Herbs perennial or annual, terrestrial or rarely aquatic. Stems usually leafy. Leaves usually both basal and along stem, lower leaves petiolate, petiole expanded into sheath at base; leaf blade simple, palmately divided, 1- or 2-ternate or, rarely, pinnate. Inflorescence a solitary terminal or leaf-opposed flower, or a simple or compound monochasium. Flowers bisexual, actinomorphic. Receptacle ± convex, sometimes forming androgynophore (Ranunculus angustisepalus). Sepals (3--)5(--7), usually greenish, occasionally dark reddish or purple, very rarely abaxial sepal appendiculate (R. angustisepalus), deciduous or, rarely, persistent. Petals (3--)5(--10), yellow, rarely white, exceptionally red (not in Flora area), base shortly clawed, with foveolate adaxial nectary pit which is sometimes covered by a scale. Stamens numerous or rarely few. Carpels numerous, sessile or rarely stalked (R. podocarpus); ovule 1 per carpel, basal; style usually present, with adaxial stigmatic tissue, sometimes absent; distinct stigma usually absent. Fruit aggregate, globose, ovoid, or cylindric, with numerous achenes. Achenes ovoid, obovoid, or slightly to strongly bilaterally compressed, smooth, sometimes tuberculate or spiny, sometimes marginate or winged along sutures, usually greenish, black in R. melanogynus. Seeds with a copious endosperm and small embryo.

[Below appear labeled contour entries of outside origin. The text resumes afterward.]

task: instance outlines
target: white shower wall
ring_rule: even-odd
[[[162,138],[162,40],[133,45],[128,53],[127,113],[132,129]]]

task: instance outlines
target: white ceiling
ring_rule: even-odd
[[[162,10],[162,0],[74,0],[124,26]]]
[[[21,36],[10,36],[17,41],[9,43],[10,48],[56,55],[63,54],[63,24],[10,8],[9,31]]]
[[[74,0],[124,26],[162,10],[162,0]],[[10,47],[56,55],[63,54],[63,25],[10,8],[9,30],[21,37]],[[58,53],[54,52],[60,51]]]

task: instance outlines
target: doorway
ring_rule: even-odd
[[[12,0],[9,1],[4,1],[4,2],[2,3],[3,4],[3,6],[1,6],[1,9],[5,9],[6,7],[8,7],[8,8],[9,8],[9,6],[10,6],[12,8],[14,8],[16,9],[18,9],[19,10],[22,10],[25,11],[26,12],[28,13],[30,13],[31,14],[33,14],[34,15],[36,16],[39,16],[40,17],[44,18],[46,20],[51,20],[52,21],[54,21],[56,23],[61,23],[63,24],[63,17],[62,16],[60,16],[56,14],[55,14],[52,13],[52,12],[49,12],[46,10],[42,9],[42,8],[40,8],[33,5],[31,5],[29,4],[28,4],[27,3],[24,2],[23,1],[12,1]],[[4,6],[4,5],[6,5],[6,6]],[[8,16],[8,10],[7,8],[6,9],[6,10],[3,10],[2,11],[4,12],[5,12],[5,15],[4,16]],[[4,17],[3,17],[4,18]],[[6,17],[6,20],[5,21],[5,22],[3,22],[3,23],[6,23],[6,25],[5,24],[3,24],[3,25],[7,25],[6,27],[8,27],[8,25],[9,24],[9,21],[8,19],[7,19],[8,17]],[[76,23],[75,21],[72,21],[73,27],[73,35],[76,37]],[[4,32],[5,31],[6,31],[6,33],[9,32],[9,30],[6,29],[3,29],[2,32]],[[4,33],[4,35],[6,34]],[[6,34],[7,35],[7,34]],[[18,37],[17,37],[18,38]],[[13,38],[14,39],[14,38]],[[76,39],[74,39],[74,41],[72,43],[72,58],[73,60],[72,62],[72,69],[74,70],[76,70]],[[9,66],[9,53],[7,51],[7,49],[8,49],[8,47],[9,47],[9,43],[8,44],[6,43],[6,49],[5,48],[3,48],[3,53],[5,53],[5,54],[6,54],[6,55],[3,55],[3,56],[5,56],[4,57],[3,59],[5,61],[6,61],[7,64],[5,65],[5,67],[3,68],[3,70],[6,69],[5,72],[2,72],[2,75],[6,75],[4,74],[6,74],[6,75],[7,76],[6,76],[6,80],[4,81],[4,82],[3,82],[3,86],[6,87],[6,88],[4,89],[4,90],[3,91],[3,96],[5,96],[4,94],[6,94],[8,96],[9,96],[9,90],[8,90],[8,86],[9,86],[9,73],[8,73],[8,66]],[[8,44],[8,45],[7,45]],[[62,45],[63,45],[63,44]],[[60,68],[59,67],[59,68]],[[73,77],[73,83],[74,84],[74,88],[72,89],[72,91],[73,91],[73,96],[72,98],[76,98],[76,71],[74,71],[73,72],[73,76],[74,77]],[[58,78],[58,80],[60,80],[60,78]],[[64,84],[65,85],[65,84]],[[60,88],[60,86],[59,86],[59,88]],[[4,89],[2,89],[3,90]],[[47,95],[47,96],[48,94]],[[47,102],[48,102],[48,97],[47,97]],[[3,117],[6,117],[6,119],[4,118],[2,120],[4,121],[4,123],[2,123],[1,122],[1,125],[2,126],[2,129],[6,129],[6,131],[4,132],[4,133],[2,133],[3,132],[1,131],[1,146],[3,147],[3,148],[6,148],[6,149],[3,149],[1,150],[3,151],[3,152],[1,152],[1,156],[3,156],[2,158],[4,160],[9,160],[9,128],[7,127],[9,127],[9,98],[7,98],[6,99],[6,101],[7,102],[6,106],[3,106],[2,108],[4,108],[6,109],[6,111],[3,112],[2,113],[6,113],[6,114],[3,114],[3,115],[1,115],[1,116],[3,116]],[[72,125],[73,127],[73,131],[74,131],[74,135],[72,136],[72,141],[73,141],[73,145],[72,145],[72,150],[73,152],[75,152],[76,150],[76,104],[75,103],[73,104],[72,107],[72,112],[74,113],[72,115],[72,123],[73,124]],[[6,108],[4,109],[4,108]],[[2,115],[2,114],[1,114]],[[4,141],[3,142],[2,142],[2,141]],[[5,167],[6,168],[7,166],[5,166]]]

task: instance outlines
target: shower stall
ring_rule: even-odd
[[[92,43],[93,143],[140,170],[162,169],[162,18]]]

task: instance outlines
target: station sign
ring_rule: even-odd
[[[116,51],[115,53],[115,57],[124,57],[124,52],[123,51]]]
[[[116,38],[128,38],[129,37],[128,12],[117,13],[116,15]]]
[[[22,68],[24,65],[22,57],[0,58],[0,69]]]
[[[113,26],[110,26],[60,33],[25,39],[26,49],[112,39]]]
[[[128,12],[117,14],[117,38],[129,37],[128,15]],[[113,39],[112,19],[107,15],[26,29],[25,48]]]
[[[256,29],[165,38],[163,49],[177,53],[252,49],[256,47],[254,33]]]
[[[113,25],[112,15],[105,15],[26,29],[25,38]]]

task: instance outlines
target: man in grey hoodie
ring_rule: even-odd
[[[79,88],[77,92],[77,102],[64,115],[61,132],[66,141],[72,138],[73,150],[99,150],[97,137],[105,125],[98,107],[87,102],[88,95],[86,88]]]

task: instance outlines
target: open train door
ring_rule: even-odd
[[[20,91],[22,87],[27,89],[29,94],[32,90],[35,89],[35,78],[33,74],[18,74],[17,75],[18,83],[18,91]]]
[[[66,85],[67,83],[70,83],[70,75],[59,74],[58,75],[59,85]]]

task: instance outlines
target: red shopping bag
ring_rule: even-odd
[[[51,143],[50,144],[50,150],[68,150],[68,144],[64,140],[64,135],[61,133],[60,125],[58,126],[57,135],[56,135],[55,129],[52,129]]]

Much use has to be made of the form of the leaf blade which varies from simple and entire through to ternately compound. The following terms are used in this account: 3-sect, i.e., divided almost to petiole so as to be almost compound; 3-partite, i.e., divided for half or more of the length of the leaf blade; 3-fid, i.e., divided for less than half of the length of the leaf blade; and 3-lobed, i.e., shallowly and irregularly divided. Some species are very variable and hence have been keyed out several times in the following key.

Species nos. 1–81 in this account belong to Ranunculus sect. Auricomus (Spach) Tamura, a taxonomically difficult group in which apomixis is known to occur.

About 550 species: widespread on all continents except Antarctica, mainly in N temperate regions; 125 species (66 endemic) in China.